Statement on Racism: Q&A

  1. Isn’t this just a political issue? Yes, it is political. But it isn’t just political. Standing up against oppression and injustice are Biblical commands from God to his people and his church, even when they have political implications and expressions. We should not be guided or driven by politics, but we should be ready to engage with politics when guided and driven by the Spirit and Word of God.
  2. What if I don’t like the politics, beliefs or methods of some of the people involved? This is a common complaint. Every social endeavor in a diverse culture means working with people you don’t agree with. It is normal. It is expected. Even Jesus chose disciples and ministry partners with misguided beliefs and priorities, not to mention sordid pasts. For those of us who are not the perfect Son of God, participating in this diversity can help us expose and correct our own blind spots and misaligned thinking. As Jesus said, “Whoever is not against us is for us.”[1] You will have to draw some lines to work with people in good conscience, but do not have to be perfectly aligned to pursue the same goal together.
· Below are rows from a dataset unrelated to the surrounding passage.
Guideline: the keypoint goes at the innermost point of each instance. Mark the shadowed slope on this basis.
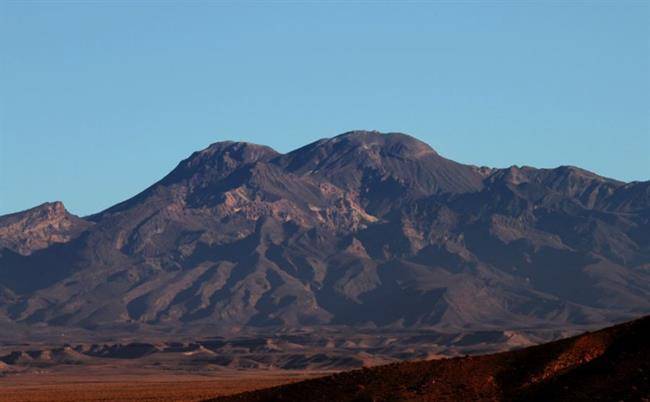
(611, 364)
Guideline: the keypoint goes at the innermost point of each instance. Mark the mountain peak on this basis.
(39, 227)
(392, 142)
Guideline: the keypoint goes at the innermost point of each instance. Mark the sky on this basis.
(100, 99)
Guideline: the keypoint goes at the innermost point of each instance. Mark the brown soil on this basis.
(609, 365)
(95, 387)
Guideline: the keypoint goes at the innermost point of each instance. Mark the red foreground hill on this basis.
(612, 364)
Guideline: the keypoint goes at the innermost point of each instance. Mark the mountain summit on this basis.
(363, 229)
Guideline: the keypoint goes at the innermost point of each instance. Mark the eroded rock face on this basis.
(39, 227)
(363, 229)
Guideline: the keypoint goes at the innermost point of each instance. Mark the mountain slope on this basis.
(611, 364)
(364, 229)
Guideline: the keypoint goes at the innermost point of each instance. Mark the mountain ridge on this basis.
(360, 229)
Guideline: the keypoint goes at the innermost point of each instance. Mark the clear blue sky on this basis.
(100, 99)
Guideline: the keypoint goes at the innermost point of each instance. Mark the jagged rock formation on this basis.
(363, 229)
(39, 228)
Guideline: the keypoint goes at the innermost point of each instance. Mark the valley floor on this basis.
(112, 384)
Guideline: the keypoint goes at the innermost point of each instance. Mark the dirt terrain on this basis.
(608, 365)
(112, 384)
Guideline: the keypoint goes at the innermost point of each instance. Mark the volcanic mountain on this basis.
(361, 230)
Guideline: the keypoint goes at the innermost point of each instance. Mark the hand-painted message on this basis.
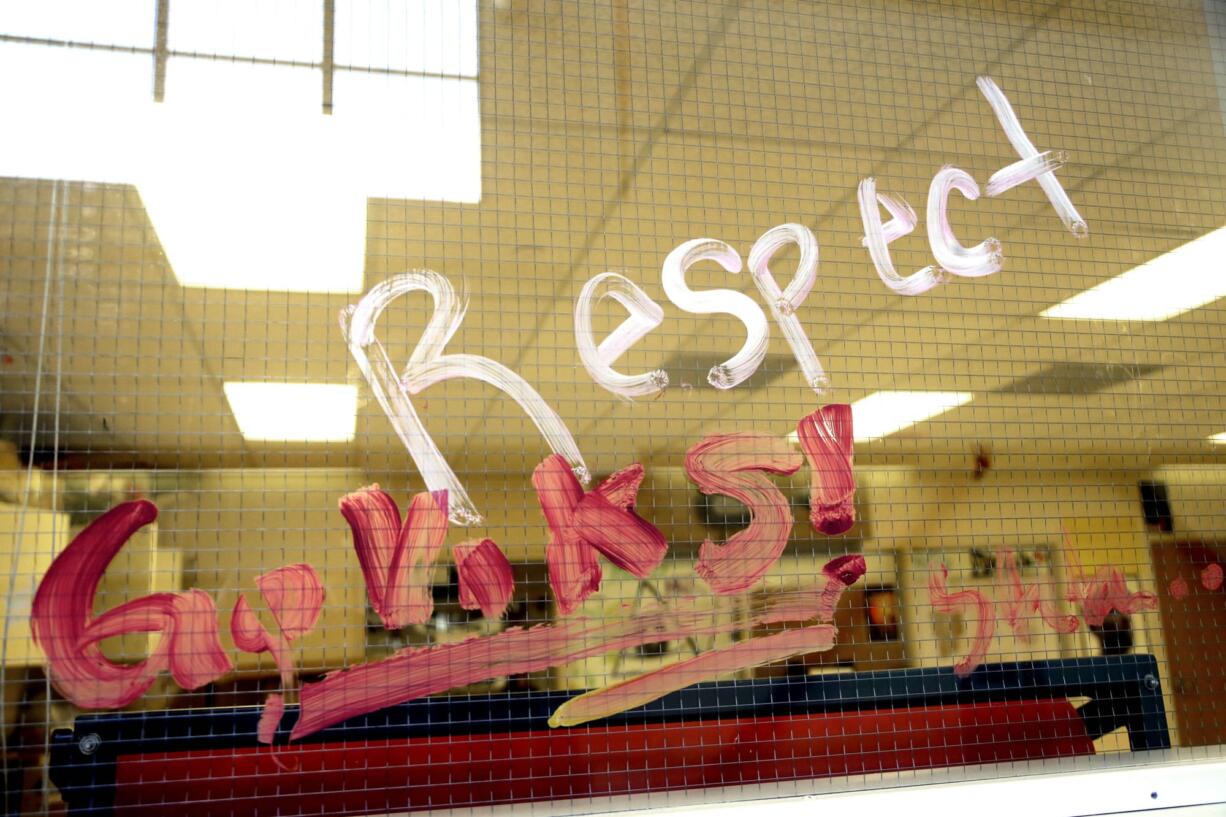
(1095, 596)
(428, 363)
(396, 556)
(396, 553)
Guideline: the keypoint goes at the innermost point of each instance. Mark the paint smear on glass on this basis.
(63, 627)
(1021, 600)
(486, 577)
(428, 364)
(1025, 169)
(1026, 150)
(647, 687)
(784, 303)
(397, 557)
(969, 261)
(736, 465)
(1106, 590)
(645, 314)
(981, 610)
(641, 690)
(742, 364)
(826, 441)
(878, 238)
(294, 596)
(585, 524)
(416, 672)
  3. Do you condone the riots? No. Yet, it is hard for those who have not been part of a people group who have experienced oppression for hundreds of years to understand the emotion of those experiencing new examples of egregious violence. We are seriously committed to pursuing peace and showing love to our enemies. We don’t support the destruction of people or property, but of the two, we err on the side of prioritizing people. We cannot allow messy expressions of rage or despair, let alone bad actors taking advantage of chaos, to divert us from addressing our defining national sin.
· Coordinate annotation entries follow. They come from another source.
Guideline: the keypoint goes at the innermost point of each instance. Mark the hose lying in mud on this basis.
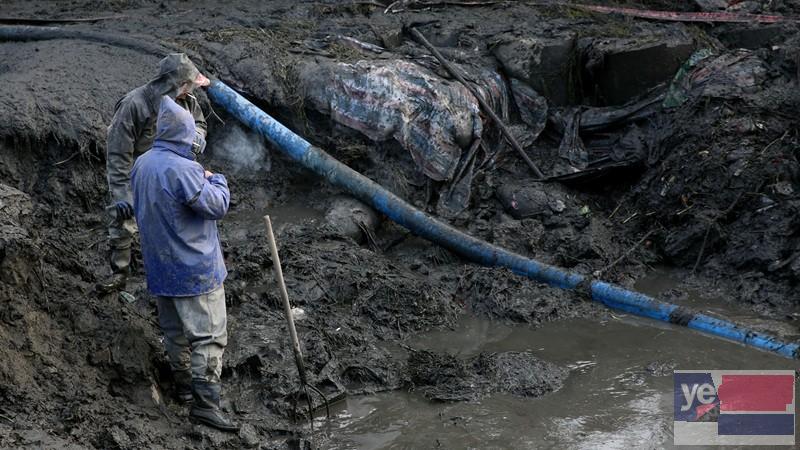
(481, 252)
(23, 33)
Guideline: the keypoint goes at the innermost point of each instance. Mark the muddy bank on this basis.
(705, 181)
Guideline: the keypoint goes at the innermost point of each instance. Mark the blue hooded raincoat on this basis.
(176, 209)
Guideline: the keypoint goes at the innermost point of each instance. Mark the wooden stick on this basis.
(488, 109)
(287, 307)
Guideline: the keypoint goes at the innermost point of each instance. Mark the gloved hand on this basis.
(199, 144)
(124, 210)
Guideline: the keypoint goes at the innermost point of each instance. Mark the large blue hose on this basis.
(474, 249)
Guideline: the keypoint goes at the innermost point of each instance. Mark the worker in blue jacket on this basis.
(176, 204)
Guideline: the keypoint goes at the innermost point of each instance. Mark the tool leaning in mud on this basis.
(287, 309)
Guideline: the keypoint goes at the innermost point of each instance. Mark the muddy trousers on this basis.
(120, 238)
(195, 333)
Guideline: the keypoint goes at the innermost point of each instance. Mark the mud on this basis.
(708, 184)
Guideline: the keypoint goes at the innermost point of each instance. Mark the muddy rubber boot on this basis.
(116, 282)
(183, 386)
(206, 406)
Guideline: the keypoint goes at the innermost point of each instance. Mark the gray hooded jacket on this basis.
(132, 128)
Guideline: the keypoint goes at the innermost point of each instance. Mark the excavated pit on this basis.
(703, 178)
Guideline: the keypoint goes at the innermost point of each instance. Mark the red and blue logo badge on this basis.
(734, 407)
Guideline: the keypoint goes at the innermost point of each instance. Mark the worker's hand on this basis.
(124, 210)
(199, 144)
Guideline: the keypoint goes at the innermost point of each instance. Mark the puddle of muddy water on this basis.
(609, 401)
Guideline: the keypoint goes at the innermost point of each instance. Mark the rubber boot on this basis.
(206, 406)
(183, 386)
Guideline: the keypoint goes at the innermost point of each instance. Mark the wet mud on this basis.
(693, 166)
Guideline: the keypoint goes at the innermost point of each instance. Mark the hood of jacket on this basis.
(175, 128)
(173, 70)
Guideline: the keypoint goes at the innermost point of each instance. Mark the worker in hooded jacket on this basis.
(129, 135)
(177, 203)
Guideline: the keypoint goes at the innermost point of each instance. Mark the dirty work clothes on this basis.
(195, 333)
(131, 133)
(176, 209)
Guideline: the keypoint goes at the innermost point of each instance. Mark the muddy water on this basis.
(618, 395)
  4. What about the problems in the black community? Black-on-black crime, the dissolution of black families, problematic themes in hip hop, a victim mentality and other critiques of black culture in America are common counterpoints offered by opponents or skeptics of racial justice. Some of these so-called cultural flaws are myths or mischaracterizations; others have some basis in fact. Whatever the case, these issues are effects, not causes, of systemic racism and white supremacy. They are almost never causes of oppressive or unjust actions, but are nearly always employed as excuses or diversions after the fact. Every human being and human culture is sinful, desperately in need of redemption and sanctification. However, no cultural or individual flaw—whether real, exaggerated or imagined—can be a justification for abuse or oppression, nor a reason to avoid pursuing justice.
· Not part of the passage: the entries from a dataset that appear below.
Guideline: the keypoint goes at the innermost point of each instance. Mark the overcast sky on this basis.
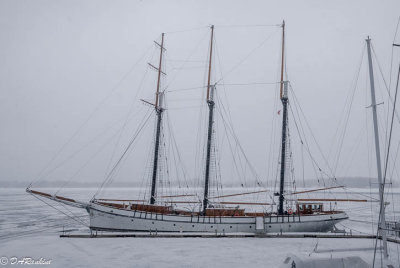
(61, 59)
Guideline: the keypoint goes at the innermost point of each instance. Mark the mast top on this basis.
(283, 58)
(157, 104)
(209, 64)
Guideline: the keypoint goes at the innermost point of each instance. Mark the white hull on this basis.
(113, 219)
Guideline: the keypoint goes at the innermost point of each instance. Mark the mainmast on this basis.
(210, 103)
(382, 222)
(158, 108)
(284, 100)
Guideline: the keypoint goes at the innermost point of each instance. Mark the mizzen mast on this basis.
(158, 108)
(382, 222)
(210, 103)
(284, 100)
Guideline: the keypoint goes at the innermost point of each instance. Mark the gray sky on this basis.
(60, 59)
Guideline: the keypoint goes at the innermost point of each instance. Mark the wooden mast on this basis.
(210, 103)
(382, 221)
(284, 99)
(159, 111)
(283, 57)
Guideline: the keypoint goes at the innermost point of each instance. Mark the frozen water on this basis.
(31, 228)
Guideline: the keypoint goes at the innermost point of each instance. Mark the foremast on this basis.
(284, 100)
(210, 103)
(159, 110)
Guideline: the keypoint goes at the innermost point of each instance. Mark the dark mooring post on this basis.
(159, 111)
(210, 103)
(284, 100)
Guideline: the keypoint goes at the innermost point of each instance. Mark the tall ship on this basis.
(125, 215)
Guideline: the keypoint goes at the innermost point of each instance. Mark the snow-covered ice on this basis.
(30, 228)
  5. Where do we start? None of us were sure how to start when the Lord first called us into the cause of justice. For specific ideas, you can check out our action guide, or the hundreds of others published online. The good news is that the problem of not knowing how to get involved will disappear shortly after you take your first steps. If you start somewhere, almost anywhere, and keep moving forward, you will not lack for opportunities. One of the best things you can do is simply be present in places where injustice is occurring and/or people are responding to it. Show up at school meetings, explore local politics, look up nonprofits that take volunteers, join a prison ministry, or visit churches in poor or marginalized communities. Pray, listen to the Holy Spirit and do something.